Saturday, September 23rd, 2023
Dear Freedom Friends,
As most of you know, my life is in flux right now.
My mother, who lived with me and my family for much of the past twenty years, died on January 3rd. After 25 years of managing an auto-immune condition on her tongue, with no change to its severity, my Mom decided to get the Pfizer mRNA injections in May of 2021. Over the next year, the sore in her mouth became notably worse, she had it tested, and the dentist confirmed that while it had worsened - it remained an auto-immune condition. They had no solution, just a mouthwash that eased the pain. In the summer of 2022, she traveled to her beloved Scotland and - on a side trip to Wales - contracted Covid. While she recovered from the basic Covid symptoms within a couple weeks, the condition in her mouth worsened dramatically, and by the end of September, her Stage 2 Cancer was diagnosed. This particular cancer requires extreme surgery, radically reducing one’s quality of life instantaneously, and with the eventual recovery from '“the cure” taking multiple surgeries over five years — and the life expectancy of such patients also being five years — my mother chose Death with Dignity.
It was our great privilege and blessing to support my Mom during this journey. She returned home to a family that was nothing but grateful for every extra moment with her. She was able to say her goodbyes to her closest friends, go on a “bucket list” trip with her daughter and grandsons to the Pacific Coast of Washington State, including a day trip up to the most northern and western point of the continental USA. These final months were filled with chocolate pudding and warm coffee with Irish Cream, every single box was unpacked from the garage, every beautiful piece of Portmeirion Dishware was lovingly given a place in our kitchen (finally replacing the less valuable dishes used while the kids and their friends were growing up), my Mom spend hours quietly reading through and mostly burning dozens of diaries from her life (allowing a perfect sense of closure on her life), and we were allowed to cut a Christmas Tree in mid-November (from our island’s own Augie’s Christmas Tree Farm). It was honestly the most beautiful Christmas tree ever! We watched our favorite Hayao Miyazaki movies, walked our favorite trails, went swimming almost every day at the pool, binge watched Netflix (my Mom and I discovered a South Korean Series called “Alchemy of Souls,” which I highly recommend), and played many games of Yahtzee. And then, she died.
Despite all those beautiful moments, my heart continues to break. It’s a slow, steady cracking, not lessened by time, because with each day comes another opportunity to miss my Mom. To miss our shared interests, our individual passions, our newly developing hopes for the future, and the sweetness, wisdom, patience and deep love that was my Mother. I earnestly miss the adventures and travels we were beginning to plan, as my sons were hitting their stride and becoming not merely “legally adult,” but actually adult.
Even harder is the realization that, while my Mom and I lived together and loved one another openly and deeply, our enjoyment of one another was limited by the inevitable tensions that develop between parents and their children. Only when my mother’s transition was upon us, with a bare handful of months left, did all of that fall away completely. We were getting there, but we weren’t fully there yet, and for this, I feel deep regret.
Sadly, I am not alone. The world is in mourning, as far too many gentle souls pass beyond our reach. Most are not noted by the world. They do not receive a token fifteen minutes of media attention. There are no monuments erected to their memory. Yet, they have value. Real value. And the world is shedding such value far too quickly at this time — leaving regret and sadness in its place.
With each death, a door is closed, and opportunities to live, love and adventure together are lost.
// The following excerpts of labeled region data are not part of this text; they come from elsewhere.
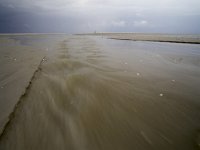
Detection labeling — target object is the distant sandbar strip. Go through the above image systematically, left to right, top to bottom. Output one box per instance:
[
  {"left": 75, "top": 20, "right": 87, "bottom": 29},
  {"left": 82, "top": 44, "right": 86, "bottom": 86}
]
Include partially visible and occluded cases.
[{"left": 79, "top": 33, "right": 200, "bottom": 44}]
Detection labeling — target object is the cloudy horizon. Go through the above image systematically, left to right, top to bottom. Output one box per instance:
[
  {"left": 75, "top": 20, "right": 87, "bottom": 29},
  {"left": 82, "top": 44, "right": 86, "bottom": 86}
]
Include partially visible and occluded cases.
[{"left": 0, "top": 0, "right": 200, "bottom": 34}]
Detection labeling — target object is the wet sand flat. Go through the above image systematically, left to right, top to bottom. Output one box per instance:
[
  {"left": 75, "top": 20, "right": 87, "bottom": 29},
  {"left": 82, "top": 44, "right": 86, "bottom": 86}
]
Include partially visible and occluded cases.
[
  {"left": 82, "top": 33, "right": 200, "bottom": 44},
  {"left": 0, "top": 35, "right": 200, "bottom": 150}
]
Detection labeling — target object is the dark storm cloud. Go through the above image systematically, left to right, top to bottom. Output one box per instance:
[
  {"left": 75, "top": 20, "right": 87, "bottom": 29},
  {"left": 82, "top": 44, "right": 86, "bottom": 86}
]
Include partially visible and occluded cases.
[{"left": 0, "top": 0, "right": 200, "bottom": 33}]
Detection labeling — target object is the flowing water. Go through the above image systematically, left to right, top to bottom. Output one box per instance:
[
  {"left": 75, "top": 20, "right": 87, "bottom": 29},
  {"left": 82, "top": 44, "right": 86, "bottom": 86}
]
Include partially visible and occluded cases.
[{"left": 0, "top": 36, "right": 200, "bottom": 150}]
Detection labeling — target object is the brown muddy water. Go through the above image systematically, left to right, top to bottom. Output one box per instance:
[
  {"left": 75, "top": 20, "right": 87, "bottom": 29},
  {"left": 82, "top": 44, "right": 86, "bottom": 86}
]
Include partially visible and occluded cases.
[{"left": 0, "top": 35, "right": 200, "bottom": 150}]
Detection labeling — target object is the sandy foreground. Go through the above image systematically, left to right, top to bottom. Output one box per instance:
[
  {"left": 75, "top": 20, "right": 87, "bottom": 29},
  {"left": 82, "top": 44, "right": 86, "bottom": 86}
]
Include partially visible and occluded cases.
[{"left": 0, "top": 34, "right": 200, "bottom": 150}]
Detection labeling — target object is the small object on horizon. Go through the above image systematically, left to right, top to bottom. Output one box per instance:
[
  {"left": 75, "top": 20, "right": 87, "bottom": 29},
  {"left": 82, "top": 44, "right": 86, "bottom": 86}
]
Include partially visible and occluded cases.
[{"left": 137, "top": 72, "right": 140, "bottom": 76}]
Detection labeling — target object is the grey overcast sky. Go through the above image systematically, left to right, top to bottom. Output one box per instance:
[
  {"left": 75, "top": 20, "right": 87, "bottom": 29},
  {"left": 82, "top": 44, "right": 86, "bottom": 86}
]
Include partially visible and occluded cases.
[{"left": 0, "top": 0, "right": 200, "bottom": 34}]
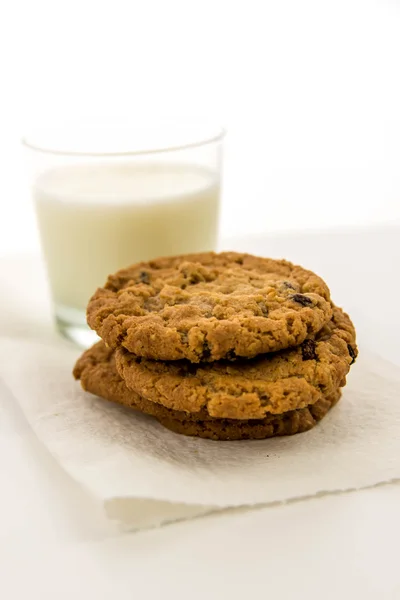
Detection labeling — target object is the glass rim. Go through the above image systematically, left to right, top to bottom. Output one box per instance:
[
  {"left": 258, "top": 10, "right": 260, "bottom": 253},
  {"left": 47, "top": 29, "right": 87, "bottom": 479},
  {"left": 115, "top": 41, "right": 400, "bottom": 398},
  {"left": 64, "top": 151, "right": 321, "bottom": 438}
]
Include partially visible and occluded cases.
[{"left": 21, "top": 123, "right": 226, "bottom": 158}]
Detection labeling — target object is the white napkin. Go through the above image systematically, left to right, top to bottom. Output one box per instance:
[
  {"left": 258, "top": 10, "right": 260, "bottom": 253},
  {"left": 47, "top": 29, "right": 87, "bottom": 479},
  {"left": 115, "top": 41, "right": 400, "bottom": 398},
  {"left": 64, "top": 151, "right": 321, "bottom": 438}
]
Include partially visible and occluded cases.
[{"left": 0, "top": 338, "right": 400, "bottom": 529}]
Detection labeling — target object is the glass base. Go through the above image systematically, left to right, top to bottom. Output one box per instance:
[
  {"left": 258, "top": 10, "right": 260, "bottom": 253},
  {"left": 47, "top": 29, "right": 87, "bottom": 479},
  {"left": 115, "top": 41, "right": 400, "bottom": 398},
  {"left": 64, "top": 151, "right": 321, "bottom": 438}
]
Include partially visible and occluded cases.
[{"left": 55, "top": 304, "right": 100, "bottom": 349}]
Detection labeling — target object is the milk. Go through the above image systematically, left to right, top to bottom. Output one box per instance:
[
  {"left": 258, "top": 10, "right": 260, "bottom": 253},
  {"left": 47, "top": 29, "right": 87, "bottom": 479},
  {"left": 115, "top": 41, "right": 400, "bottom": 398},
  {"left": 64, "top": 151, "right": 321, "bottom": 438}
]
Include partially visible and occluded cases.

What have I learned? Do not waste the time you have. Do not allow trivialities and history to impede your connection with those who you love and who love you. With intention, move those blockages as smoothly and quickly as you can, and live your life as if you (and those you love) have only a few more months on this beautiful planet.
If you’re lucky, you’ll be here decades longer. And if so, imagine how much better those decades will be, lived thusly?
~ March
Dear March, thank you for sharing this wisdom with us. I send you big love.